Di seguito pubblico la Prefazione e il paragrafo Il video-bambino.
Dalla Prefazione
“Perché non date alla gente libri su Dio?” Per la stessa ragione per la quale non diamo loro Otello; sono vecchi; sono su Dio di circa cento anni fa. Non su Dio oggi. “Ma Dio non cambia”. Gli uomini, però, sì. (Aldous Huxley, Brave New World)
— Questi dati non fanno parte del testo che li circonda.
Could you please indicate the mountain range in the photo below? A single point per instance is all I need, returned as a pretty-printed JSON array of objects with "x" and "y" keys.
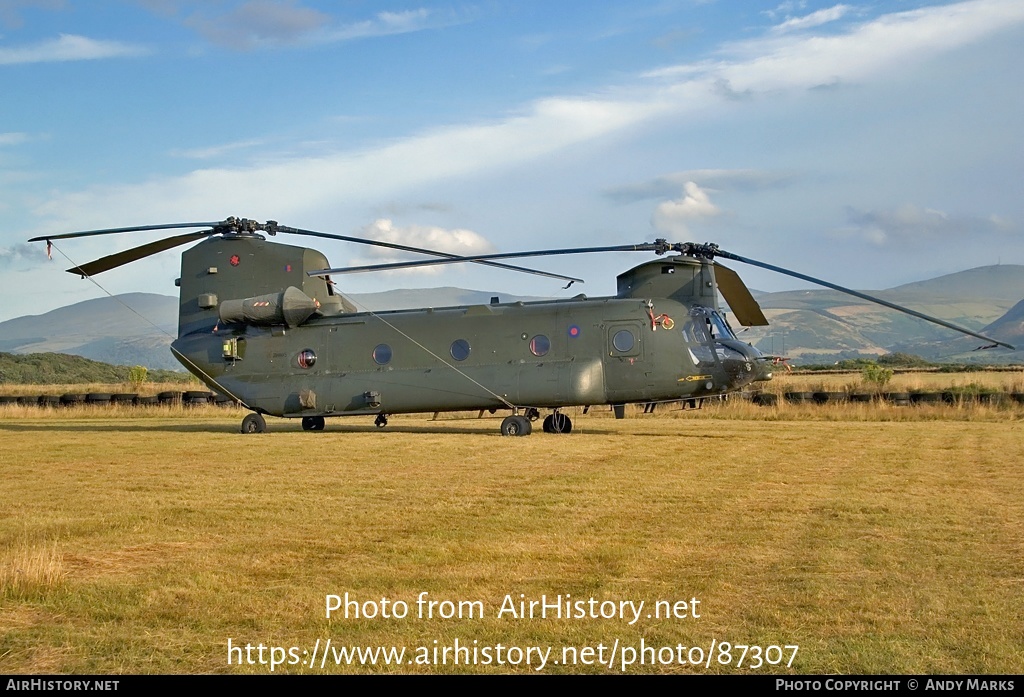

Siamo in piena e rapidissima rivoluzione multimediale. Un processo a molti tentacoli (Internet, computer personali, ciberspazio) che è però caratterizzato da un comune denominatore: Il tele-vedere, e per esso un nostro video-vivere. Pertanto in questo libro la messa a fuoco è sulla televisione, e la tesi di fondo è che il video stra trasformando l’homo sapiens prodotto dalla cultura scritta in un homo videns nel quale la parola è spodestata dall’immagine. Tutto diventa visualizzato. Ma in tal caso cosa succede del non-visualizzabile (che è il più)? Così mentre ci preoccupiamo di chi controlla i media, non ci avvediamo che è lo strumento in sé e per sé che è scappato di mano.
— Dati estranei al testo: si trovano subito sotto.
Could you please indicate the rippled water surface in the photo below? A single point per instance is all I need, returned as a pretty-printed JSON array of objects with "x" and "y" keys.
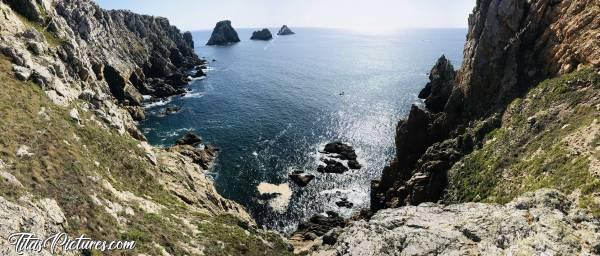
[{"x": 271, "y": 106}]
Della televisione si lamenta che incoraggia la violenza, oppure che informa poco e male, oppure che è culturalmente regressiva (come ha scritto Habermas). Vero. Ma è ancor più vero e importante capire che il tele-vedere sta cambiando la natura dell’uomo. Questo è il porro unum, l’essenzialissimo, che a tutt’oggi è largamente sfuggito all’attenzione. Eppure è abbastanza evidente che il mondo nel quale viviamo già poggia sulle gracili spalle del “video-bambino”: un nuovissimo esemplare di essere umano allevato dal tele-vedere – davanti a un televisore – ancor prima di sapere leggere e scrivere.
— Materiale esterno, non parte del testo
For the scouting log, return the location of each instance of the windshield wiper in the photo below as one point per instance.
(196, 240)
Pertanto nella prima parte di questo libro mi occupo e preoccupo del primato dell’immagine, e cioè di un prevalere del visibile sull’intellegibile che porta a un vedere senza capire. Ed è su questa premessa fondante che successivamente prendo in esame la video-politica. e cioè il potere politico della televisione. Ma lungo questo percorso la mia attenzione resta concentrata sulla paidéia, sulla crescita del video-bambino, e quindi sui processi formativi della pubblica opinione e su quanto sapere passa e non passa, attraverso i canali delle comunicazione di massa. Il più caustico, in materi, è Baudrillard: L’informazione, invece di trasformare la massa in energia, produce ancora più massa”. Certo è che la televisione – a differenza degli strumenti di comunicazione che l’hanno preceduta (fino alla radio) – distrugge più sapere e più capire di quanto trasmetta.